Researchers challenge prevailing assumptions in interpreting genome-wide studies

In the decade since the Human Genome Project produced the first map of DNA sequences in the human genome, scientists throughout the world have combed through genome data to identify genes and gene variants that cause human disease. A new study suggests that researchers may need to broaden their search farther afield to pinpoint rare but powerful disease-causing mutations.

Researchers from two large genome research centers at The Children's Hospital of Philadelphia and at Duke University published a study today in the online journal Public Library of Science Biology (PLoS Biology), describing what they call "synthetic genome-wide associations."

"We believe our analysis will encourage genetics researchers to reinterpret findings from genome-wide association studies, which will also enable all of us to generate more meaningful diagnostic results for patients," said co-author Hakon Hakonarson, M.D., Ph.D., director of the Center for Applied Genomics at The Children's Hospital of Philadelphia.

Hakonarson and his colleague at Children's Hospital, Kai Wang, Ph.D., collaborated closely with the study leader, David B. Goldstein, Ph.D., of the Center for Human Genome Variation at Duke University. Both research teams had been working independently and simultaneously on a hypothesis that rare genetic variants had a larger role in disease than conventionally assumed.

When Goldstein presented his conceptual model last year to genetics researchers at the University of Pennsylvania, Hakonarson and Wang proposed a collaboration, subsequently supplying data from two genetic diseases-sickle cell disease and genetic hearing loss-that supported and validated the rare variant hypothesis proposed in the current paper.

To date, genome-wide association studies (GWAS) have detected many common gene variants associated with particular diseases, but those variants have shown only modest effects, accounting for a very small percentage of the genetic contribution to the disease.
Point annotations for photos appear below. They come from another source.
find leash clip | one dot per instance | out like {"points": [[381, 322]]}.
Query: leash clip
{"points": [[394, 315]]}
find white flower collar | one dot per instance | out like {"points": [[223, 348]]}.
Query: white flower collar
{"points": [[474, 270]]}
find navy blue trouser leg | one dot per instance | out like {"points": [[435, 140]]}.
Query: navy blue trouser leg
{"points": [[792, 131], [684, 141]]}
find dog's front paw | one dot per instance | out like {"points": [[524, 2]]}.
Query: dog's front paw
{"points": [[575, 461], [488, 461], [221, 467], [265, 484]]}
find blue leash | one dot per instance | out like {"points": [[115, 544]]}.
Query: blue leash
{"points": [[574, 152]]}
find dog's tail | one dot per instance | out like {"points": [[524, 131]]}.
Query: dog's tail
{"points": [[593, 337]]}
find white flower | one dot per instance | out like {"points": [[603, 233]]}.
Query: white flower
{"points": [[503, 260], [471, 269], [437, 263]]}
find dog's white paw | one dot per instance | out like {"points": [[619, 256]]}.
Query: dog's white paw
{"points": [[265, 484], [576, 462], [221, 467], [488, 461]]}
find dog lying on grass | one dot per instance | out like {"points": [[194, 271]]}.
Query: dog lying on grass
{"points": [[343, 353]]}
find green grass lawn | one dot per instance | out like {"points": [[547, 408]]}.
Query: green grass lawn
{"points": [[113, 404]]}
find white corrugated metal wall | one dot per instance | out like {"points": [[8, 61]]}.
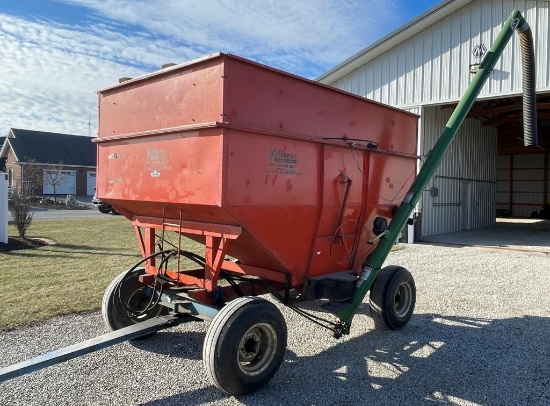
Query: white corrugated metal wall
{"points": [[433, 66]]}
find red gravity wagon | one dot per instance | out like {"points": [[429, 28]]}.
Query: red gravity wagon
{"points": [[284, 181]]}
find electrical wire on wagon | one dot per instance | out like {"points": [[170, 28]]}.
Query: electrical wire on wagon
{"points": [[327, 324], [156, 295]]}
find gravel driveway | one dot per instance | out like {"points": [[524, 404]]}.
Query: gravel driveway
{"points": [[479, 336]]}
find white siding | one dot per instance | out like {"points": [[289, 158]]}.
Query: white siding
{"points": [[433, 65], [465, 180]]}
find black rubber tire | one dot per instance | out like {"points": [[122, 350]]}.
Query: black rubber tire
{"points": [[245, 345], [133, 294], [392, 298]]}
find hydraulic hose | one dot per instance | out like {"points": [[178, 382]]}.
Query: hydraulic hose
{"points": [[529, 88]]}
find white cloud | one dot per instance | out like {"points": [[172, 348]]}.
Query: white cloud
{"points": [[50, 71]]}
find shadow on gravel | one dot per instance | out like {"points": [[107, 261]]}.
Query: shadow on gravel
{"points": [[434, 360]]}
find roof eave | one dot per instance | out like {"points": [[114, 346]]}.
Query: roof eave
{"points": [[396, 37]]}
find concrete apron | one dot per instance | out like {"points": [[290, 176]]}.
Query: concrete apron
{"points": [[531, 236]]}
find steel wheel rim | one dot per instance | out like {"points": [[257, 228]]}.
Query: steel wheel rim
{"points": [[137, 302], [402, 300], [257, 349]]}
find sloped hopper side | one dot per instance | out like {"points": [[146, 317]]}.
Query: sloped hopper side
{"points": [[301, 167]]}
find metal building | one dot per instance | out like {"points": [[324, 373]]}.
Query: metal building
{"points": [[425, 67]]}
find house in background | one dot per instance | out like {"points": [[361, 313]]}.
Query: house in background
{"points": [[47, 150]]}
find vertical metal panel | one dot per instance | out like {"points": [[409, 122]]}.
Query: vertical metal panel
{"points": [[527, 183], [469, 167], [503, 183], [433, 65]]}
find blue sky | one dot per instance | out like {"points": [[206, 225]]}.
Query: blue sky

"GWAS is a very powerful tool to identify disease genes, but for complex disorders, these common variants may not reflect true effect sizes," said Hakonarson. "We may need to look farther away from those common variants to find variants that are individually rare but have strong causative effects." The genetic variants being tested, also referred to as single-nucleotide polymorphisms (SNPs), are changes in a single chemical base of DNA that act as markers for a disease, without causing the disease.

In the current study, the researchers performed a computer simulation in which rare variants were distributed throughout 10,000 genotypes (models of DNA data simulating those collected from human study subjects). Their analysis yielded "synthetic associations"- statistical connections between the rare variants and the common variants that produced signals similar to those found in actual disease studies.
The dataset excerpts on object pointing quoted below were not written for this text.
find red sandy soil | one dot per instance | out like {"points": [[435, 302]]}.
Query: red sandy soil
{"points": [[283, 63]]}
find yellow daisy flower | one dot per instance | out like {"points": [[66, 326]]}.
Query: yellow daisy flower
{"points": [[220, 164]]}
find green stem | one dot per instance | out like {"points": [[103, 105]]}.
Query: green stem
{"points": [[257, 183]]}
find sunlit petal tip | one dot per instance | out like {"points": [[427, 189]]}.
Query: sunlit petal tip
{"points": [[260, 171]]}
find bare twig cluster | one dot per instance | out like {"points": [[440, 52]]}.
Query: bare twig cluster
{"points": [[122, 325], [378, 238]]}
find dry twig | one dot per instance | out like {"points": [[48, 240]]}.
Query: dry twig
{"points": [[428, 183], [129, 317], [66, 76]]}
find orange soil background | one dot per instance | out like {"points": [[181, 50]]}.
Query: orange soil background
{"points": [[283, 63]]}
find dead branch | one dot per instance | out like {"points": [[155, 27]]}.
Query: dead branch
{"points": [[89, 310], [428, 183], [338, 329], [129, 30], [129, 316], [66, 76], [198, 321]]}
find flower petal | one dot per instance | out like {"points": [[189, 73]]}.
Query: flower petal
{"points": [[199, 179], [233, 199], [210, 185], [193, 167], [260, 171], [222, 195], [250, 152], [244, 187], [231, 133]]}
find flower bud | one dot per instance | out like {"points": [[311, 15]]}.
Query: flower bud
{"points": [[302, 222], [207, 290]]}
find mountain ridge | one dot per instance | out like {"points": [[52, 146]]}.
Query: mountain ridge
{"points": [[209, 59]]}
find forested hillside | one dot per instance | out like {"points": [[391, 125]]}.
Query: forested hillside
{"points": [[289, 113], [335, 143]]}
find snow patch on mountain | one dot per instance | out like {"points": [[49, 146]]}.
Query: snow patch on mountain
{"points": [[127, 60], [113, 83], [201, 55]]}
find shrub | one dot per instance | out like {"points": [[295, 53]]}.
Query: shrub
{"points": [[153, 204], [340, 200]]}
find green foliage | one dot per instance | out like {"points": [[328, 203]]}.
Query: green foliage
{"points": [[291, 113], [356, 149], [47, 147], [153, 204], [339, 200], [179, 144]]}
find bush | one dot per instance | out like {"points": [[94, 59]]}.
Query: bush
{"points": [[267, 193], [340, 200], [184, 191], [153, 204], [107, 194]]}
They then tested their approach on two large sample sets for well-characterized disorders, sickle cell disease and genetic hearing loss, in which causative genes were already known. They found a similar pattern of synthetic associations between rare and common gene variants. "Under conventional interpretations, GWAS found only modest contributions for associations with the gene that we know causes hearing loss," said Hakonarson. "Our study shows that conventional interpretation may undervalue the contribution of such gene variants in hearing loss, and we suggest that similar underrepresentation of effect sizes by common variants may occur in many other genetic disorders."
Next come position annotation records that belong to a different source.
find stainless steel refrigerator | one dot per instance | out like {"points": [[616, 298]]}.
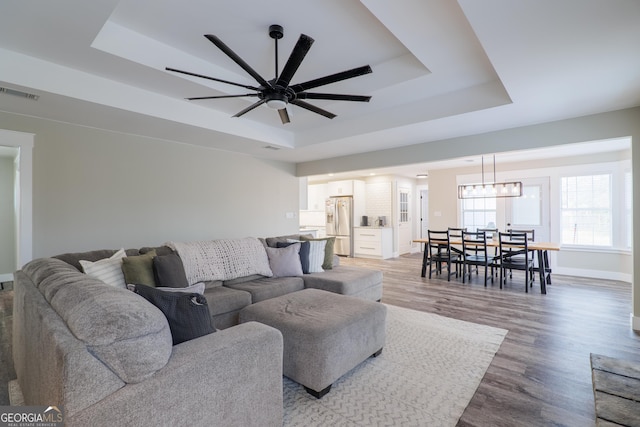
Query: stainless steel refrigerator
{"points": [[339, 223]]}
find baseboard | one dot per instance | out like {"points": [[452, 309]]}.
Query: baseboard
{"points": [[15, 394], [593, 274]]}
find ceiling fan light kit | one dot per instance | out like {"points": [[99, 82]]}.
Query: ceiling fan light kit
{"points": [[278, 93]]}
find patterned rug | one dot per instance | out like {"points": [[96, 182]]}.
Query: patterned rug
{"points": [[426, 375]]}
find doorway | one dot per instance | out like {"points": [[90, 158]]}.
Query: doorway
{"points": [[19, 147], [404, 220]]}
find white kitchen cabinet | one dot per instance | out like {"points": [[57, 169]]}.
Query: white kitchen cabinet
{"points": [[371, 242]]}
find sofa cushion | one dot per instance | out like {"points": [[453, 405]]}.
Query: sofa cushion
{"points": [[269, 287], [187, 312], [346, 280], [139, 269], [119, 328], [108, 270], [168, 271], [222, 299], [304, 254], [285, 261]]}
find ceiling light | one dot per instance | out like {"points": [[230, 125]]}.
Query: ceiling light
{"points": [[490, 190]]}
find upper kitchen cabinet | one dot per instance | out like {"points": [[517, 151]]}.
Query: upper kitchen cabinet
{"points": [[345, 188]]}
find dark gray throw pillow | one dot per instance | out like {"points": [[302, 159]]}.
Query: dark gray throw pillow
{"points": [[187, 313], [168, 271], [305, 247]]}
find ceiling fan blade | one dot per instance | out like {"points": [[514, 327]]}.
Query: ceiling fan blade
{"points": [[284, 116], [221, 96], [344, 75], [211, 78], [231, 54], [313, 108], [332, 96], [295, 59], [250, 107]]}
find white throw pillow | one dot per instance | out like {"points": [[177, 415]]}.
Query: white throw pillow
{"points": [[316, 255], [109, 270]]}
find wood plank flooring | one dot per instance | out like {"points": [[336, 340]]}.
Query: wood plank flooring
{"points": [[540, 376]]}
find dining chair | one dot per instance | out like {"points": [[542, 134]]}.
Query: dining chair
{"points": [[514, 254], [455, 233], [475, 253], [440, 252], [492, 234], [531, 236]]}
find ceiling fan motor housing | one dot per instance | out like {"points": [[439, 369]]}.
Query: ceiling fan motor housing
{"points": [[276, 31]]}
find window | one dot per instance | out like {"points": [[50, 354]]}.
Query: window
{"points": [[586, 216], [478, 213]]}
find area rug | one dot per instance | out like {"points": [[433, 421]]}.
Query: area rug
{"points": [[426, 375]]}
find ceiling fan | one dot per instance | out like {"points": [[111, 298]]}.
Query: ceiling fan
{"points": [[278, 92]]}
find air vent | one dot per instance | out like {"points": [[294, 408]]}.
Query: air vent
{"points": [[19, 93]]}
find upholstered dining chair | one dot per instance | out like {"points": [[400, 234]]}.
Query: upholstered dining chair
{"points": [[514, 254], [440, 252]]}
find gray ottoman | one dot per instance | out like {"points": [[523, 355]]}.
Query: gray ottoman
{"points": [[325, 334]]}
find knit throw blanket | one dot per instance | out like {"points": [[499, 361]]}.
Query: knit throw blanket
{"points": [[223, 259]]}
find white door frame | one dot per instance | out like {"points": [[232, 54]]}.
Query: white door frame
{"points": [[24, 194]]}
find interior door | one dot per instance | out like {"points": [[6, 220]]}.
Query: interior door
{"points": [[404, 220], [531, 211]]}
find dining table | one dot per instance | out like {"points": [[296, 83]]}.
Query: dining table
{"points": [[540, 248]]}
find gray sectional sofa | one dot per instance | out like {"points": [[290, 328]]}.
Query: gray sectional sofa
{"points": [[105, 354]]}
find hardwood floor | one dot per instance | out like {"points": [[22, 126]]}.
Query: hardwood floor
{"points": [[540, 376]]}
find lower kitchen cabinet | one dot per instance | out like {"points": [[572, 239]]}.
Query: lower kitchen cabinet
{"points": [[370, 242]]}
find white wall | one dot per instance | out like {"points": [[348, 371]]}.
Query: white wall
{"points": [[97, 189], [7, 217]]}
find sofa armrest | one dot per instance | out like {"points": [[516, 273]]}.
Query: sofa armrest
{"points": [[232, 377]]}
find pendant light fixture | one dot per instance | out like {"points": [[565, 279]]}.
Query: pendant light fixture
{"points": [[490, 190]]}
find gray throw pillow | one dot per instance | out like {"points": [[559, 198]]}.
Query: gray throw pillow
{"points": [[168, 271], [305, 247], [285, 262]]}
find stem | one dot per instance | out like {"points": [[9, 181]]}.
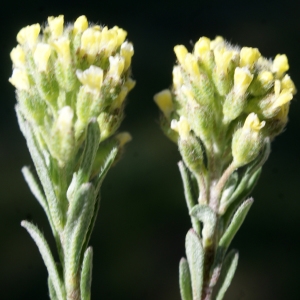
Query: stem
{"points": [[217, 190]]}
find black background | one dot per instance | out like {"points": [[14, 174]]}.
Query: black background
{"points": [[139, 237]]}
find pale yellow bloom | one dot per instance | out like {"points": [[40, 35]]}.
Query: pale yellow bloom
{"points": [[90, 43], [120, 35], [56, 26], [80, 25], [116, 67], [41, 56], [177, 77], [242, 80], [120, 99], [62, 47], [253, 123], [19, 79], [202, 47], [280, 64], [127, 52], [92, 78], [65, 119], [181, 53], [182, 127], [29, 35], [190, 64], [17, 56], [164, 102], [265, 78], [249, 56], [222, 58], [217, 42], [287, 83]]}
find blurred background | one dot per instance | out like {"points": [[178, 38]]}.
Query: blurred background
{"points": [[140, 232]]}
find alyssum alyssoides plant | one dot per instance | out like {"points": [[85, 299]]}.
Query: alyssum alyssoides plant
{"points": [[71, 82], [223, 110]]}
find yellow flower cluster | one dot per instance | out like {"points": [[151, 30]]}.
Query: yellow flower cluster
{"points": [[218, 87], [81, 68]]}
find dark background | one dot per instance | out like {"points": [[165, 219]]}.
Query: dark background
{"points": [[139, 237]]}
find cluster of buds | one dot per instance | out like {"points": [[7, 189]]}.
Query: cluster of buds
{"points": [[71, 84], [68, 75], [223, 110], [224, 103]]}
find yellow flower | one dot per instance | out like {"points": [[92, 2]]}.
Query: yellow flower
{"points": [[280, 64], [41, 56], [19, 79], [91, 78], [164, 102], [80, 25], [17, 56], [181, 53], [127, 52], [249, 56], [182, 127], [29, 35], [242, 80], [56, 26]]}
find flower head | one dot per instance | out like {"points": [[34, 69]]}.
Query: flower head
{"points": [[71, 74]]}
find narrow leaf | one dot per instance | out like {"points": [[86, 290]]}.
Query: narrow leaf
{"points": [[86, 274], [235, 224], [209, 218], [80, 215], [188, 193], [227, 273], [52, 293], [36, 191], [90, 150], [246, 186], [97, 181], [47, 257], [185, 280], [195, 258], [42, 171]]}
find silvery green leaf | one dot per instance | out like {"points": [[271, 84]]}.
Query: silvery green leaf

The usual assumption in GWAS is that disease-causing variants are located relatively close to the common variants that capture them (referred to as tagging SNPs). Researchers usually seek out causative variants that travel together with the common variant along the genome; in technical terms, the nucleotides are in relatively strong linkage disequilibrium. "Our study found the causative genes may be two to four times farther away than researchers tend to search, so their effect sizes are poorly captured," said Hakonarson.

Hakonarson and Wang are conducting follow-up studies, some in collaboration with Goldstein, to expand and refine the gene-hunting model using resequencing techniques. The immediate implications of this model, said Hakonarson, affect researchers more than clinicians. But eventually, he adds, this work may improve diagnostic evaluation for patients, furthering the goal of personalized medicine tailored to a patient's genetic profile. At the same time, technological advances in automated gene sequencing will enable researchers to work faster as well as smarter.